Lack of impetus in the short term. Worldwide sales of smartphones to endusers in 3Q16 hit 373.3m units (+8% QoQ and +5% YoY). While the growth was mainly reflective of seasonality strength (where consumers resume their purchases for new hardware launches in the second half of the year), the world’s two largest vendors namely Samsung and Apple continued to see downward trends QoQ; with respective flagship models struggling to stimulate replacement sales. On the other hand, Chinese smartphone vendors maintained their sales momentum with expansion into the Western markets. Looking beyond smartphones, PC and portable devices markets continued to slow down with replacement trend still sluggish. Outlook-wise, we observed that growth forecasts for 2017 and 2018 by Gartner were again lowered, to 1% from 2% with slower growth expected from both PC and portable devices market. Back home, given the slow sales momentum in the key drivers for Malaysian OSAT players, we remain cautious on both UNISEM (MP; TP: RM2.52) and MPI (MP; TP: RM8.88). While there is a glimpse of hope with completely new flagship smartphone models launching in 2H17, we believe that potential sales improvement derived from Smartphone segment might not be enough to offset the overall sales drop in the other segments (such as PC and Consumer) given their broad base exposures.

Moderate sales compensated by favourable currency translation. All said with moderate USD sales growth for majority of the export-oriented semiconductor companies under our coverage, favourable currency translations to MYR terms are augmenting earnings.
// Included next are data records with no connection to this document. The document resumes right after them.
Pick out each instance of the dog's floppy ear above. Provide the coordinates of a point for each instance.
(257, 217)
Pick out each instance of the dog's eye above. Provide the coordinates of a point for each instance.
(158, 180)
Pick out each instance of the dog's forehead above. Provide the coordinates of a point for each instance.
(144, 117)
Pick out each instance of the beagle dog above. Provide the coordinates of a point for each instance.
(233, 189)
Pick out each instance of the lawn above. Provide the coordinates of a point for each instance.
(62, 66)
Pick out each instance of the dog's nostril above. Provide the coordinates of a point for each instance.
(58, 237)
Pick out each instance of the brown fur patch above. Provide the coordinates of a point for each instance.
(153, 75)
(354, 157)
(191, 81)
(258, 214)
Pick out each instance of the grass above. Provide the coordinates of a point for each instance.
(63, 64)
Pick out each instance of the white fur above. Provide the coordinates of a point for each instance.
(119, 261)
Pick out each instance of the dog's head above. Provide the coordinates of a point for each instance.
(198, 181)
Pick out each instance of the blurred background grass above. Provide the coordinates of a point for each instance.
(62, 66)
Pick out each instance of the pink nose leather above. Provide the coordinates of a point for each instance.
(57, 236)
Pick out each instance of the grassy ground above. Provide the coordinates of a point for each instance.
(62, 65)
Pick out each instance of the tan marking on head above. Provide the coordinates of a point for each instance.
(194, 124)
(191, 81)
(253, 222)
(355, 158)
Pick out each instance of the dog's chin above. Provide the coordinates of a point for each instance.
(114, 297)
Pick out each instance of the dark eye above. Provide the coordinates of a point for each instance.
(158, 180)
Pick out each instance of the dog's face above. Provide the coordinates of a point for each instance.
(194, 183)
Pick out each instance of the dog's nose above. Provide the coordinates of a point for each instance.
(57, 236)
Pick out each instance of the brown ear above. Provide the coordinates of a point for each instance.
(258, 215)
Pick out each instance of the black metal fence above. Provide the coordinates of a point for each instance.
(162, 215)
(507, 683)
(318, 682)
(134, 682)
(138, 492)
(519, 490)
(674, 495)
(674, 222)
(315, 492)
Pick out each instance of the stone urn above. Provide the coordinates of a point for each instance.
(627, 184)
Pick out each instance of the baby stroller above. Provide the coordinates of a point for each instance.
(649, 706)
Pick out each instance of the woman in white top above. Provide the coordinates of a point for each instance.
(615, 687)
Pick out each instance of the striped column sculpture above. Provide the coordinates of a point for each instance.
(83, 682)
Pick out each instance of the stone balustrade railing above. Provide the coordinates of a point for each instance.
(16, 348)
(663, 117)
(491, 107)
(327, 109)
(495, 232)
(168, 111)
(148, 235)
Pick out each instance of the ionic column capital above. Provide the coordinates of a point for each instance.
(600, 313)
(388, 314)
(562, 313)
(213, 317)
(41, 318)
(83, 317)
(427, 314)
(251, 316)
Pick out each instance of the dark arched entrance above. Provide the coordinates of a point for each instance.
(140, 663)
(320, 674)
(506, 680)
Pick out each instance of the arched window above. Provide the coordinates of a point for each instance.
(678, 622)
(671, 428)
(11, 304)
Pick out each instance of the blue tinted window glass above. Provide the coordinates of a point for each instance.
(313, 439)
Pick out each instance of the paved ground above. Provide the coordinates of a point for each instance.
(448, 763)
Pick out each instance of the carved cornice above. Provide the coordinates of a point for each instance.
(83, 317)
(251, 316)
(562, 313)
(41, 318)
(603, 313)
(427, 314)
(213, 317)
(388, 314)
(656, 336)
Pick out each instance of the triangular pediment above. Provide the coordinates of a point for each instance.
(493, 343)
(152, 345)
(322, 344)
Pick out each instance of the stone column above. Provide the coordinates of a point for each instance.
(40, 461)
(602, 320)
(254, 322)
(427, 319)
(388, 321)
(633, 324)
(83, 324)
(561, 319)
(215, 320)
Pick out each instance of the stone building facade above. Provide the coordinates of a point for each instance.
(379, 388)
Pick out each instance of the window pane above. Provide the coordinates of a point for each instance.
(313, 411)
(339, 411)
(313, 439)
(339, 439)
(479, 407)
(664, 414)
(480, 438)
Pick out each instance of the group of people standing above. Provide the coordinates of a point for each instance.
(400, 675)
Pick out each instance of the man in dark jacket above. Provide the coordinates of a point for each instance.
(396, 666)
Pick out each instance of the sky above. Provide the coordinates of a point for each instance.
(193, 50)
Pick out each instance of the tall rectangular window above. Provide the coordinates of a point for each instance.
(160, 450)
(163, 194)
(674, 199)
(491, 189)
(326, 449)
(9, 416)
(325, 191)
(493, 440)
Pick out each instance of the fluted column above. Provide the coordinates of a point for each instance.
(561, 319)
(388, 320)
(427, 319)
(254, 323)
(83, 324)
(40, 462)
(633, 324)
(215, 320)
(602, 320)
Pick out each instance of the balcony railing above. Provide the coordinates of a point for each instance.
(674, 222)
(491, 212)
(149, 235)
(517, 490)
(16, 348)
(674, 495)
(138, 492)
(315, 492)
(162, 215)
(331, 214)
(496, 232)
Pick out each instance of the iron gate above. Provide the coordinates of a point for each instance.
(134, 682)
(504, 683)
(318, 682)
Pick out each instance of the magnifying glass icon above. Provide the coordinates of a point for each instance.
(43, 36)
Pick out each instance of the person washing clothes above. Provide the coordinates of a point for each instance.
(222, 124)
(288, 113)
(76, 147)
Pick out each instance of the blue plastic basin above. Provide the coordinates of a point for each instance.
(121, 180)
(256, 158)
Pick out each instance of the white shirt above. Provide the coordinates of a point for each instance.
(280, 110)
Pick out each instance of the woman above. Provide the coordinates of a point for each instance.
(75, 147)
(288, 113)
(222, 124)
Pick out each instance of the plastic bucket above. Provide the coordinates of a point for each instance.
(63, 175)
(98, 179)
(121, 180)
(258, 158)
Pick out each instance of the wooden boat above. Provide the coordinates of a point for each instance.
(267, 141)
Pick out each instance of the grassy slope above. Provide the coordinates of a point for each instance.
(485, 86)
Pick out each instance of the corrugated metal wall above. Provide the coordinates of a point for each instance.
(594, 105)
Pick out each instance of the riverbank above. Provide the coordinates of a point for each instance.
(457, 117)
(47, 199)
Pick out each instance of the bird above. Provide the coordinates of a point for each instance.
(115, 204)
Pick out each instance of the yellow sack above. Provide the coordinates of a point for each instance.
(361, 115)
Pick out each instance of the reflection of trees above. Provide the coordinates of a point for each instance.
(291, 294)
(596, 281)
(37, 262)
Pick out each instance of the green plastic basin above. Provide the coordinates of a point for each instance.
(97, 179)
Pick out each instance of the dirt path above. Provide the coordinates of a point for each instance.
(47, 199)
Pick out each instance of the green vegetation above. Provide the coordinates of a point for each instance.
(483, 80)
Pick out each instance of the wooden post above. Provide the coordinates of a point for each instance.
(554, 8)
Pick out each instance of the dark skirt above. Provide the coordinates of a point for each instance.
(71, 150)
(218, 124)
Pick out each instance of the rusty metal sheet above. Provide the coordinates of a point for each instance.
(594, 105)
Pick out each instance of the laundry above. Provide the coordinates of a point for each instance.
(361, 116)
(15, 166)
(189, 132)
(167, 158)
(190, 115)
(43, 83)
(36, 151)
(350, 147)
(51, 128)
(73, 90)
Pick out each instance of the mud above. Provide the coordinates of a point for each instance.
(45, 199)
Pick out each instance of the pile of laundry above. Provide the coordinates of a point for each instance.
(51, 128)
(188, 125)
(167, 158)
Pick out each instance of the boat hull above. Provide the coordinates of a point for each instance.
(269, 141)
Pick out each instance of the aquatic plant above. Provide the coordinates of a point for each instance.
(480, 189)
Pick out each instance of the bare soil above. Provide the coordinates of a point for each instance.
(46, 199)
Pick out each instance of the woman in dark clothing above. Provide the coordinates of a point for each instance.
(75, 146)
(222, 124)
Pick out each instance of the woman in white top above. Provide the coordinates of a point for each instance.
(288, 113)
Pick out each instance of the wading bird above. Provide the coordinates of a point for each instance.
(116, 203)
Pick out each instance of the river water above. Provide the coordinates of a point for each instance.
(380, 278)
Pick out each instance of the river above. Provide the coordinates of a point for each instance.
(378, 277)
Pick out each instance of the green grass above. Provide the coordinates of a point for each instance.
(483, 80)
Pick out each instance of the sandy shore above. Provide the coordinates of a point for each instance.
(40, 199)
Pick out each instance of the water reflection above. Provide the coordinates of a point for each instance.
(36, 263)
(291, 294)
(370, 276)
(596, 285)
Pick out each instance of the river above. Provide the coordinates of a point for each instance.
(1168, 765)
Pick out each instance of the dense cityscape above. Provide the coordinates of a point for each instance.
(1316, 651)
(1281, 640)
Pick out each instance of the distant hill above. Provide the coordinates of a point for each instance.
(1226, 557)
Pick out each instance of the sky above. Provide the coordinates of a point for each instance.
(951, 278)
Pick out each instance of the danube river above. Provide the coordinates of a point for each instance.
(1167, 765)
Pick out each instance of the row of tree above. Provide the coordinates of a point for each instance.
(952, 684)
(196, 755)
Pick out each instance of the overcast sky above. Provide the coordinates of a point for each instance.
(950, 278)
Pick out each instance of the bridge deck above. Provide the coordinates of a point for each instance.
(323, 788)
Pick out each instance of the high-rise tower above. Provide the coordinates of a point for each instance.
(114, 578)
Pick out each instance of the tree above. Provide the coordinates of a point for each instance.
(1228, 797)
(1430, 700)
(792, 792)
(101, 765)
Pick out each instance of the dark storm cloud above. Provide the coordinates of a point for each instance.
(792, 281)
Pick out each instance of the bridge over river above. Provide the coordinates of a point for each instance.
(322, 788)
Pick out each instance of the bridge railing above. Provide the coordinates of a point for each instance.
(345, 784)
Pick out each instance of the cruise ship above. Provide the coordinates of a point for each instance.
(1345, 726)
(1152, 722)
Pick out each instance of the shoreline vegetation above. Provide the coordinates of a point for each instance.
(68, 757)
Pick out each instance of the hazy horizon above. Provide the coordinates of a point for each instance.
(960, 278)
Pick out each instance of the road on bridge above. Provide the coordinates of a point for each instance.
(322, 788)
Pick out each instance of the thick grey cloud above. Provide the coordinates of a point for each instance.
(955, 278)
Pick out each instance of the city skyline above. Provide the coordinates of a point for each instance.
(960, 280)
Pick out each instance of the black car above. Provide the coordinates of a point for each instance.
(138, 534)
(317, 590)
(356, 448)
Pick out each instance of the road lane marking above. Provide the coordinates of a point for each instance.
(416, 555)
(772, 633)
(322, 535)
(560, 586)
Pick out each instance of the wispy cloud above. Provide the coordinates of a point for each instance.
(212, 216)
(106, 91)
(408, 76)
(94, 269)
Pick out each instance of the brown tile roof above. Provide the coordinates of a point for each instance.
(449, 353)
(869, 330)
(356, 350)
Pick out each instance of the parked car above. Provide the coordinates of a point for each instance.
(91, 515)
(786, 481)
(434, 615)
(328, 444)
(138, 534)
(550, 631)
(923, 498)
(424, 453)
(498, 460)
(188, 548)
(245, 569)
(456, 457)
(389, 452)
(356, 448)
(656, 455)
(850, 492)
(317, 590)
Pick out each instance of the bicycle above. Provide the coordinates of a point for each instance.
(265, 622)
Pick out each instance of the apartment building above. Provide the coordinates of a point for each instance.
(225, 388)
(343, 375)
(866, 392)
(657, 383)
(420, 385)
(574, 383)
Note that USD/MYR exchange rate improved further (+6% QoQ; +1% YoY) to average RM4.31/USD in 4Q16. Based on our sensitivity analysis, every 1% fluctuations in the USD will impact our 1-year/2-year forward NPs estimates for USD sales oriented companies by 1%/2%. Recall that nearly 100% of their revenue are denoted in USD, with natural hedge from raw materials purchases (mainly in USD) which constitute about c.40% of total costs as well as the 50% hedging on the net receivables (in some companies). We have imputed an average of RM4.35/USD, a 2-year forward MYR/USD assumption (from RM4.10/USD) for the Tech companies under our coverage to be in-line with our team of economists’ forecasts (please refer to the overleaf for the earnings/TPs impact and revision).

Earnings/TPs/Ratings revision. Rating from UNISEM is upgraded with higher TP of RM2.52 (from RM2.38) and to MARKET PERFORM. Meanwhile, ratings in all other stocks remained status quo (but with higher TPs). On the other hand, our recently upgraded stock- NOTION could continue to surprise on the POSITIVE side following its improving earnings prospect. Hence, we place NOTION’s TP and rating to UNDER-REVIEW (with upside bias) pending meeting with management next week. Note that we have also revised the valuation of PIE from 15.0x FY17E PER to 12.0x FY17E PER to realign with the industry average, thus leading to a lower TP of RM2.05 (from RM2.40).

Cherry-picking amid the general softness. All in, we are still risk averse on the OSAT players given their position as sub-con manufacturers in the back-end manufacturing process which are more vulnerable to sales weakness (thin margins; thus, with less tolerance for margin of errors). We prefer names which provide greater earnings visibility as well as less sensitive to currency fluctuation. We continue to like SKPRES (OP; TP: RM1.48) given its resilient mid-term earnings prospect anchored by the long-term contracts awarded by its UK customer (which will support the robust 2-year NP CAGR of 43%). The stock is trading at an undemanding 11.7x FY18E PER against its 2-year NP CAGR of 30%, higher than industry margins backed by its cost pass-through mechanism as well as decent dividend yields of c.4%. Meanwhile, we also favour NOTION (UNDER REVIEW; previous rating is OUTPERFORM with TP of RM0.44) for its improving earnings prospect.